Twenty minutes later the general came back, accompanied by his officers, among whom was the yunker, Baron Pesth, but Praskoukine was not with them. Our troops had retaken and reoccupied the quarters. After having heard the details of the affair, Kalouguine went out of the shelter with Pesth.

X.

“You have some blood on your overcoat; were you fighting hand-to-hand?” asked Kalouguine.

“Oh! it is frightful! Imagine—” And Pesth began to relate how he had led his company after the death of his chief, how he had killed a Frenchman, and how, without his assistance, the battle would have been lost. The foundation of the tale, that is, the death of the chief and the Frenchman killed by Pesth, was true, but the yunker, elaborating the details, enlarged on them and boasted.

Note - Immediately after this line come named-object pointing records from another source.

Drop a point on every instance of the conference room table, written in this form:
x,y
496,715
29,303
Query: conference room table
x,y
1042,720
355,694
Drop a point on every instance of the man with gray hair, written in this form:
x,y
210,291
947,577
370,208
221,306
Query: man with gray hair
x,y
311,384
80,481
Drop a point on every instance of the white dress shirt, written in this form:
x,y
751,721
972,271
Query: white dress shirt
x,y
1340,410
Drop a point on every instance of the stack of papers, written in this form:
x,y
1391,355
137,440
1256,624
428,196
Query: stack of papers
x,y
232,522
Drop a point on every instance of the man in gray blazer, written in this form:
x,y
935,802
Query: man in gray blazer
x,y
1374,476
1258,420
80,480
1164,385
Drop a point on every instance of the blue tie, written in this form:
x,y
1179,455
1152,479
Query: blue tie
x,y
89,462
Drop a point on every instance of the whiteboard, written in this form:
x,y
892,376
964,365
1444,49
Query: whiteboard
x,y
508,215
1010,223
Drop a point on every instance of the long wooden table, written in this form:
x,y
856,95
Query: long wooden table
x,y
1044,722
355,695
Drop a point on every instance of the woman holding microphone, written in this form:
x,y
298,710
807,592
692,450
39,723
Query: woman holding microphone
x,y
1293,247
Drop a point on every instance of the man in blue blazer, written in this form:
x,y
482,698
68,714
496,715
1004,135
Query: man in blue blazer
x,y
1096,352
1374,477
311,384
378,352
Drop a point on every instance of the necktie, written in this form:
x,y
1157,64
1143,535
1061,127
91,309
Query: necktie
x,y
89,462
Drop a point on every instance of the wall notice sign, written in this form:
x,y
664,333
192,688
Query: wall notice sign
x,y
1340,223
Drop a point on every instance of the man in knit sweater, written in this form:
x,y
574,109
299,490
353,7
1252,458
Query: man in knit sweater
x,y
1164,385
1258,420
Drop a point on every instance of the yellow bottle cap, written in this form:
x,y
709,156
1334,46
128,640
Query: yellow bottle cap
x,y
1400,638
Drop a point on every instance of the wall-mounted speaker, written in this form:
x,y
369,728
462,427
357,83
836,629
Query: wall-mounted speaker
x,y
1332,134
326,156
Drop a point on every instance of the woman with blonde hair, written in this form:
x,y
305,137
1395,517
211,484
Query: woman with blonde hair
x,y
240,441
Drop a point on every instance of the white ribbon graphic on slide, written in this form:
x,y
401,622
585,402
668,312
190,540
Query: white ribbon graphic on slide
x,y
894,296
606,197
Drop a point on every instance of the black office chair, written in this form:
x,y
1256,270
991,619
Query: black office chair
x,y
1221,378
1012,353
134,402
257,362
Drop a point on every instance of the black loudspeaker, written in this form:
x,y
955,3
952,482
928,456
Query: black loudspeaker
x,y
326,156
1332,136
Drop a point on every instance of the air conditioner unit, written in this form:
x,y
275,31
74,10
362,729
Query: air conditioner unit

He boasted without premeditation. During the whole affair he had lived in a fantastic mist, so much so that everything that had happened seemed to him to have taken place vaguely, God knows where or how, and to belong to some one besides himself. Naturally enough he tried to invent incidents to his own advantage. However, this is the way the thing happened:

The battalion to which he had been detailed to take part in the sortie remained two hours under the enemy’s fire, then the commander said a few words, the company chiefs began to move about, the troops left the shelter of the parapet and were drawn up in columns a hundred paces farther on. Pesth was ordered to place himself on the flank of the second company. Neither understanding the situation nor the movement, the yunker, with restrained breath and a prey to a nervous tremor which ran down his back, placed himself at the post indicated, and gazed mechanically before him into the distant darkness, expecting something terrible. However, the sentiment of fear was not the dominating one in his case, for the firing had ceased. What appeared to him strange, uncomfortable, was to find himself in the open field outside the fortifications.

The commander of the battalion once more pronounced certain words, which were again repeated in a low voice by the officers, and suddenly the black wall formed by the first company sank down. The order to lie down had been given; the second company did the same, and Pesth in lying down pricked his hand with some sharp thing. The small silhouette of the captain of the second company alone remained standing, and he brandished a naked sword without ceasing to talk and to walk back and forth in front of the soldiers.